"I am glad you liked it, but Bucky is rather hard to handle at times. There will be another act or two, and I'll give you a chance to see the climax."

"That's kind of you, although you upset dramatic conventions and I will find it rather hard, I am afraid, to be a competent critic. Besides, I might be prejudiced, having a personal interest in the outcome."

"That won't matter much," he smiled. "My critics are always short-lived. Bucky there came nearest to getting me, though. If it hadn't been for Petrak I never could have handled him. They can't bear the thought of a rope. Whenever there was a hanging I took them to see it. Being a man of the cloth, I was admitted to all sorts of places, and, while I didn't travel openly with my men, I could mingle with them more or less in the character of a missionary."

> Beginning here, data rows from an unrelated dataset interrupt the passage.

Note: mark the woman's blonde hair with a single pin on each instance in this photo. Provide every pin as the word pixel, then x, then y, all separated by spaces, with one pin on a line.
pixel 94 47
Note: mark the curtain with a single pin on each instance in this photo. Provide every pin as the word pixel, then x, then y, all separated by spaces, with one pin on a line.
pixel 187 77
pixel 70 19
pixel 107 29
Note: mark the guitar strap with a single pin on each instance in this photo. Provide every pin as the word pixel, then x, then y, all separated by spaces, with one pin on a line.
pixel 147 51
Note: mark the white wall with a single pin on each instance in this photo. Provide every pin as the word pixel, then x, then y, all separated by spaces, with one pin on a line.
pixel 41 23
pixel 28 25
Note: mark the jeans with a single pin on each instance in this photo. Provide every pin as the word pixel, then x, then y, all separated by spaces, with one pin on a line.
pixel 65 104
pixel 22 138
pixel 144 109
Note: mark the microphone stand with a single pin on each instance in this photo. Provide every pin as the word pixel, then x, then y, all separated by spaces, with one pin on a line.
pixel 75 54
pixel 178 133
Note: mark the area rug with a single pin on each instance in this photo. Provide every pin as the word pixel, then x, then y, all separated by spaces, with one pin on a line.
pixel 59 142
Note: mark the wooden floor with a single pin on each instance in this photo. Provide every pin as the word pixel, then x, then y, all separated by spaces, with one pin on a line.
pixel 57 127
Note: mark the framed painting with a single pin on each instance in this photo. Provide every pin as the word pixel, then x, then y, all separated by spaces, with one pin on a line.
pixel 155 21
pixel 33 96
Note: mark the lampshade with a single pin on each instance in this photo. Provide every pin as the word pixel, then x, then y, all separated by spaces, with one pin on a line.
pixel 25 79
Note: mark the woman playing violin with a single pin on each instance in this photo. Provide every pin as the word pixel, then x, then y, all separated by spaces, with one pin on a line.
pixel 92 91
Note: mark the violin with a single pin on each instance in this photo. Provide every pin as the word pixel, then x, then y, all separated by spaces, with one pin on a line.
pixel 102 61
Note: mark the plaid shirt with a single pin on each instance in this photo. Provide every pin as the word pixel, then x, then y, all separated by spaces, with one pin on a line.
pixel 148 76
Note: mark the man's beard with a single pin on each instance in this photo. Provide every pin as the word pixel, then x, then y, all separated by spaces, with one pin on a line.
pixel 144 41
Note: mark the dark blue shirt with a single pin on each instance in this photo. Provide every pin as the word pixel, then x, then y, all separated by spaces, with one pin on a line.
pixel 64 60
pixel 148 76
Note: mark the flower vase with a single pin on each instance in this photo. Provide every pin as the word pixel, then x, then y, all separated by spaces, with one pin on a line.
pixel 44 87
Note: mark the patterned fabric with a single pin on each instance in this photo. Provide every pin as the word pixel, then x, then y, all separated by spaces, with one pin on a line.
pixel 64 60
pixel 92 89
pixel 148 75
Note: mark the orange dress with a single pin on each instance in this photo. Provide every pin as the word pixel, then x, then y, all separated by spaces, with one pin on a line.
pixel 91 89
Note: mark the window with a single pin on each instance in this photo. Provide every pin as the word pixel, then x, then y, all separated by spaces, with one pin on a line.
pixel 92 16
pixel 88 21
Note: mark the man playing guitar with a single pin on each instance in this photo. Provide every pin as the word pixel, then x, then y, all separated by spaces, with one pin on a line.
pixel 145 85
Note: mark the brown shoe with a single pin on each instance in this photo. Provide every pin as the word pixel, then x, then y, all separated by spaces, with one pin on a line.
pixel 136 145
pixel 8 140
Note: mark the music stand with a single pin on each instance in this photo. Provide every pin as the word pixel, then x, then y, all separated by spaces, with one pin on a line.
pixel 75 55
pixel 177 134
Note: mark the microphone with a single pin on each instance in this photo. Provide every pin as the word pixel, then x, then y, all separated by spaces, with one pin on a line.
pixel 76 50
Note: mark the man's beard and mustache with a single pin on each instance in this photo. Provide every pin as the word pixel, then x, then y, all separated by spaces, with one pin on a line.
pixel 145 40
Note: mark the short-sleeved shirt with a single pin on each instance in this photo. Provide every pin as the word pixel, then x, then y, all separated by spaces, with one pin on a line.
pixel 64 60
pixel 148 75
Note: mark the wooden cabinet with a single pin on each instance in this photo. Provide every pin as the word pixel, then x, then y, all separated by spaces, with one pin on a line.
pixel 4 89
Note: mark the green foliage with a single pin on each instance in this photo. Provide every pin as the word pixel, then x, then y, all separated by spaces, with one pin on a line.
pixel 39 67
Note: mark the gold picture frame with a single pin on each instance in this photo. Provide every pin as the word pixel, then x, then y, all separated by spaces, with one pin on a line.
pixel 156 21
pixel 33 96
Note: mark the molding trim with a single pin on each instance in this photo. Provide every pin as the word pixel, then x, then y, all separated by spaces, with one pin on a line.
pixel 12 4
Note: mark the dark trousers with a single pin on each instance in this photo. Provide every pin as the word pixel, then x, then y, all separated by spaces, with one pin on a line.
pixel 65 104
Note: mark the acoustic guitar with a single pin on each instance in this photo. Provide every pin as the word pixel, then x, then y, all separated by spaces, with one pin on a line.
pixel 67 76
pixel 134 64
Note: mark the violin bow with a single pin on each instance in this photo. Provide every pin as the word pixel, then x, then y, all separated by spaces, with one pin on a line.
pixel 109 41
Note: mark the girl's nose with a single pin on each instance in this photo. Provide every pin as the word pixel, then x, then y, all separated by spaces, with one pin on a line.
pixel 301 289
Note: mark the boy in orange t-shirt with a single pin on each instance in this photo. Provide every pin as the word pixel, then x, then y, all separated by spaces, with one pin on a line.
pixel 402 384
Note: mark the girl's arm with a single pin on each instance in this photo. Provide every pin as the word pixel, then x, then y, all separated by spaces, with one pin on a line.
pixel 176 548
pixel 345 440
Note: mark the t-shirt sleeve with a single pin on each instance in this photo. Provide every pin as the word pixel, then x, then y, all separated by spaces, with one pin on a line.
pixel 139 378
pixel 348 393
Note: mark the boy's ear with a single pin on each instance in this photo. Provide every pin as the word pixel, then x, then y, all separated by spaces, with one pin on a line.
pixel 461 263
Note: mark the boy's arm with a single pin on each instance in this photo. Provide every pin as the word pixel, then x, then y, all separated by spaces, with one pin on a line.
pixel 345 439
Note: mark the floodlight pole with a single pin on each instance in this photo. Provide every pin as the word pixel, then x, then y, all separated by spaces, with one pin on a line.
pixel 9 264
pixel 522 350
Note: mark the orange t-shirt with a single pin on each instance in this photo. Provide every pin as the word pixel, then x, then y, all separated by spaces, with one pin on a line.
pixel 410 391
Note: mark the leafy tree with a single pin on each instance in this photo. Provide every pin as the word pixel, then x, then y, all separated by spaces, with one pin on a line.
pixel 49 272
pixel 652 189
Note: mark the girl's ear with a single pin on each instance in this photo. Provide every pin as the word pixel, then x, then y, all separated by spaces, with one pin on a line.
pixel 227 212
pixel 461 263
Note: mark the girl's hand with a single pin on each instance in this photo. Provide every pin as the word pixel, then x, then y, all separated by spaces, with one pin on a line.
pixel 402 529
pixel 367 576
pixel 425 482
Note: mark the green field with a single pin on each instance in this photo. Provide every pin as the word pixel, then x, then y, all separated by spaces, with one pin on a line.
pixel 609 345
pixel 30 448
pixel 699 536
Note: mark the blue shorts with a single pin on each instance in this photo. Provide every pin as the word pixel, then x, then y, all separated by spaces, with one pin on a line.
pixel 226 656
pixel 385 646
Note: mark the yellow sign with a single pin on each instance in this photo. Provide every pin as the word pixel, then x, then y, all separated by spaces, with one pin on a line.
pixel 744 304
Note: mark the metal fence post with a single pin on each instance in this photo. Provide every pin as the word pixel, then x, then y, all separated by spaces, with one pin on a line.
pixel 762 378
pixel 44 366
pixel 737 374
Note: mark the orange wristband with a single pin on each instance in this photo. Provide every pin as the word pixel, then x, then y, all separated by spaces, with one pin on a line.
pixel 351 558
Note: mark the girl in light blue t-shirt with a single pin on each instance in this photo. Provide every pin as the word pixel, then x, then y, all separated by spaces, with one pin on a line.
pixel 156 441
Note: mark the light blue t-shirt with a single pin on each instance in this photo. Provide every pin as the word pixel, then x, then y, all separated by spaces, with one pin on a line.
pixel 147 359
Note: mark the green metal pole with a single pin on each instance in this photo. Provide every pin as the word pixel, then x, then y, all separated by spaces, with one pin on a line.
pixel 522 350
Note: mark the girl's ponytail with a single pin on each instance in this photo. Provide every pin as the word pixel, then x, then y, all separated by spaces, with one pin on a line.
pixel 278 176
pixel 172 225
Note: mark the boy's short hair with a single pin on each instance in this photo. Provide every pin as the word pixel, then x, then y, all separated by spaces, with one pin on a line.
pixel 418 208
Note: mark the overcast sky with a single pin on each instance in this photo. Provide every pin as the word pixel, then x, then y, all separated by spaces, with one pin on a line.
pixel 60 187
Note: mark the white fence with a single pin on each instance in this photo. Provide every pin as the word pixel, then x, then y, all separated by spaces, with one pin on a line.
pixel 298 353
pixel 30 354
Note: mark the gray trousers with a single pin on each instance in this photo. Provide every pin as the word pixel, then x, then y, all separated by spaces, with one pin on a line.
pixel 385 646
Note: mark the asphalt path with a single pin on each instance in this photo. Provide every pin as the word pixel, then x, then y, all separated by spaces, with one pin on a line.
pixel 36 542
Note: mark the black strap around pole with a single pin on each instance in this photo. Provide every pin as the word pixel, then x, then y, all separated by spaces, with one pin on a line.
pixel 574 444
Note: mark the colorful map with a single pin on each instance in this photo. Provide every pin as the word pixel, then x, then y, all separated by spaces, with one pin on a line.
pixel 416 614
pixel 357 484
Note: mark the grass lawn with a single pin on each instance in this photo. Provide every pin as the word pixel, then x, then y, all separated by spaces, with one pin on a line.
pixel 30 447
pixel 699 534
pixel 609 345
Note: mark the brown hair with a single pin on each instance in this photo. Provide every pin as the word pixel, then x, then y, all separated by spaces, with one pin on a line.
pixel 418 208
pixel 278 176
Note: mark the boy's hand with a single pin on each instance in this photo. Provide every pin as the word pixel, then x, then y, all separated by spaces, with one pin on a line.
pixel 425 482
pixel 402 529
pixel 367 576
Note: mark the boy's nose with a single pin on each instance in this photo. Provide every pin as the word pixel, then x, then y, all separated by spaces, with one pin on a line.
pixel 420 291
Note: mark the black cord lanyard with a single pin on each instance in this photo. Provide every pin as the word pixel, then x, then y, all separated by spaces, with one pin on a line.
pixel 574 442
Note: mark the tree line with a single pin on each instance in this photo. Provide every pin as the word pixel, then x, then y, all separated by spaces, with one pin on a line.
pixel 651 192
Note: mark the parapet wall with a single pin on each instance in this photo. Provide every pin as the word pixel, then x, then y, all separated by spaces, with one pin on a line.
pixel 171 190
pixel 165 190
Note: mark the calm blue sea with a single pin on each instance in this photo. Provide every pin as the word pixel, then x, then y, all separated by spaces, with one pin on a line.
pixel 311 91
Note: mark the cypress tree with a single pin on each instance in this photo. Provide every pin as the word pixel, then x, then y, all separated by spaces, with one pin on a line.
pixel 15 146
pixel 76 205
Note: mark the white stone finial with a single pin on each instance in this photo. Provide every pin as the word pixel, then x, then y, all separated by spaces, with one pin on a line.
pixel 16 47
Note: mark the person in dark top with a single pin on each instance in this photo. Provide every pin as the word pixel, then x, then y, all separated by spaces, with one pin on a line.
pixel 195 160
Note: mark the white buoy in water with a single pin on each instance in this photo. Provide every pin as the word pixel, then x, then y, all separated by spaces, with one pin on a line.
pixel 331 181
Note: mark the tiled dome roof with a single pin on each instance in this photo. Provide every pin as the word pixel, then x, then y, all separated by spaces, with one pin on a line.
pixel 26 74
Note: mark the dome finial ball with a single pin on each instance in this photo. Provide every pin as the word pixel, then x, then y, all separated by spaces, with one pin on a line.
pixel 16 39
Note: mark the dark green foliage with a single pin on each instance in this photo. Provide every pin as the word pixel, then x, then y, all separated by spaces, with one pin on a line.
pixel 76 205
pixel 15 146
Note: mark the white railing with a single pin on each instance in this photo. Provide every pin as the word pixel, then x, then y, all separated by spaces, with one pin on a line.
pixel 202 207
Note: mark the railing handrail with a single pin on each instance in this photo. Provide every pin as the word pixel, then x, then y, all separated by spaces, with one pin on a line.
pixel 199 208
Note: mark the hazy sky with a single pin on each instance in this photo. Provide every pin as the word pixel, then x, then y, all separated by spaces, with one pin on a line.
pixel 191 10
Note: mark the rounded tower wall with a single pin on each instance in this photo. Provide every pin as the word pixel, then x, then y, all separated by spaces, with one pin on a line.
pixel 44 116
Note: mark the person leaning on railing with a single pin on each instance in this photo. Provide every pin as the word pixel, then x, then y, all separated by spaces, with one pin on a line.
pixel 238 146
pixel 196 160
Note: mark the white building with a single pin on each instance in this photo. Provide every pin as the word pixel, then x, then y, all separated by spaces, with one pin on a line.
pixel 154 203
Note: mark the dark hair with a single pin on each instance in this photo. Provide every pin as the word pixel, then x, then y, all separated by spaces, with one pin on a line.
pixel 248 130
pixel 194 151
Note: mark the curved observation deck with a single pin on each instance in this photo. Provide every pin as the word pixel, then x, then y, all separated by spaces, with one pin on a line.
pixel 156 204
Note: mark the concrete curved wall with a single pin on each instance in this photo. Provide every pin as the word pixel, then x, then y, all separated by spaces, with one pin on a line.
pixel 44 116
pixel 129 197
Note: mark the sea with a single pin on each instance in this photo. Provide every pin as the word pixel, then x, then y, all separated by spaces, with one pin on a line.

He looked up at Buckrow, who stood over us scowling suspiciously, and his hand was close to his pistol.

"What's wrong, Bucky?" purred Thirkle, moistening a cigar between his lips and giving Buckrow a searching glance.

"I don't like that place in there for the gold, Thirkle. It's too wet to suit me."

"The dampness won't do any damage, Bucky. That's the best place on the island, to my thinking; but, of course, if you don't like it we'll consider it."

"The gold will rust in there," said Buckrow; and I knew he was in a dangerous mood again.

"Gold don't rust, Bucky," called Petrak, standing in the crevice and grinning at Thirkle.

"That's the best place on the island," said Thirkle soothingly. "This is the ideal place. But if you don't like it in there, we won't put it in there, and that's an end of it, Bucky."